Após a condenação, deixou o Brasil, passou pelos Estados Unidos e Itália, onde foi presa. A Justiça italiana autorizou sua extradição. Antes de renunciar ao mandato, em dezembro de 2025, havia relatado apenas dois projetos e ocupado cargos em comissões como Educação e Relações Exteriores.
Eduardo Bolsonaro também teve trajetória marcada por articulações políticas e ausência do país. O deputado atuou em comissões estratégicas, como Constituição e Justiça e Relações Exteriores, chegando a presidir esta última. No entanto, em 2025, mudou-se para os Estados Unidos em meio a tentativas de articulação internacional.
Sua ausência levou à perda do mandato em dezembro daquele ano, após ultrapassar o limite de faltas permitido. Apesar de ter apresentado 502 propostas, nenhuma foi aprovada com sua autoria principal. Tentativas de mantê-lo em cargos de liderança para evitar a cassação foram barradas pelo então presidente da Câmara.
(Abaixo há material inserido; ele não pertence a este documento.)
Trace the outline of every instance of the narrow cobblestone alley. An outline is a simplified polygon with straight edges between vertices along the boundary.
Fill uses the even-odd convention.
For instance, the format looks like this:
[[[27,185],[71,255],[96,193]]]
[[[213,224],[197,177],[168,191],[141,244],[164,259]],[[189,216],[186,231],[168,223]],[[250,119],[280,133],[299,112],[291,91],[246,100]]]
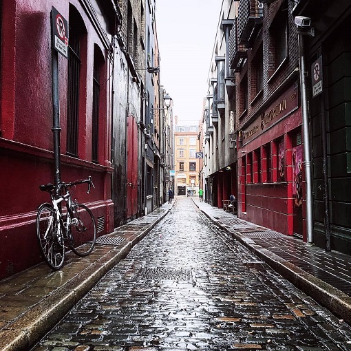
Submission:
[[[351,329],[189,198],[34,351],[351,350]]]

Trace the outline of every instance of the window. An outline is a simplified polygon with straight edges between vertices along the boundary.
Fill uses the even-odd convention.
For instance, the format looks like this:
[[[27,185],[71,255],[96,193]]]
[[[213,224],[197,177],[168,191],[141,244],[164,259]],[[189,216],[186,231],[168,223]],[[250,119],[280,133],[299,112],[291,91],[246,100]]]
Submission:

CPI, troca de partido e produção legislativa
Já Ricardo Salles teve atuação mais visível em comissões e investigações, especialmente como relator da CPI do MST. Sua participação foi marcada por embates intensos e pela proposta de indiciamento de diversas pessoas ligadas a movimentos sociais e ao governo.
Durante o mandato, Salles também protagonizou uma mudança partidária: deixou o PL e migrou para o Novo após divergências internas e planos frustrados de disputar a prefeitura de São Paulo. Ao longo dos quatro anos, apresentou 559 projetos, mas apenas um foi aprovado sem sua autoria principal. Como relator, conseguiu aprovar três propostas, incluindo um projeto que restringe benefícios a ocupantes de terra, atualmente em análise no Senado.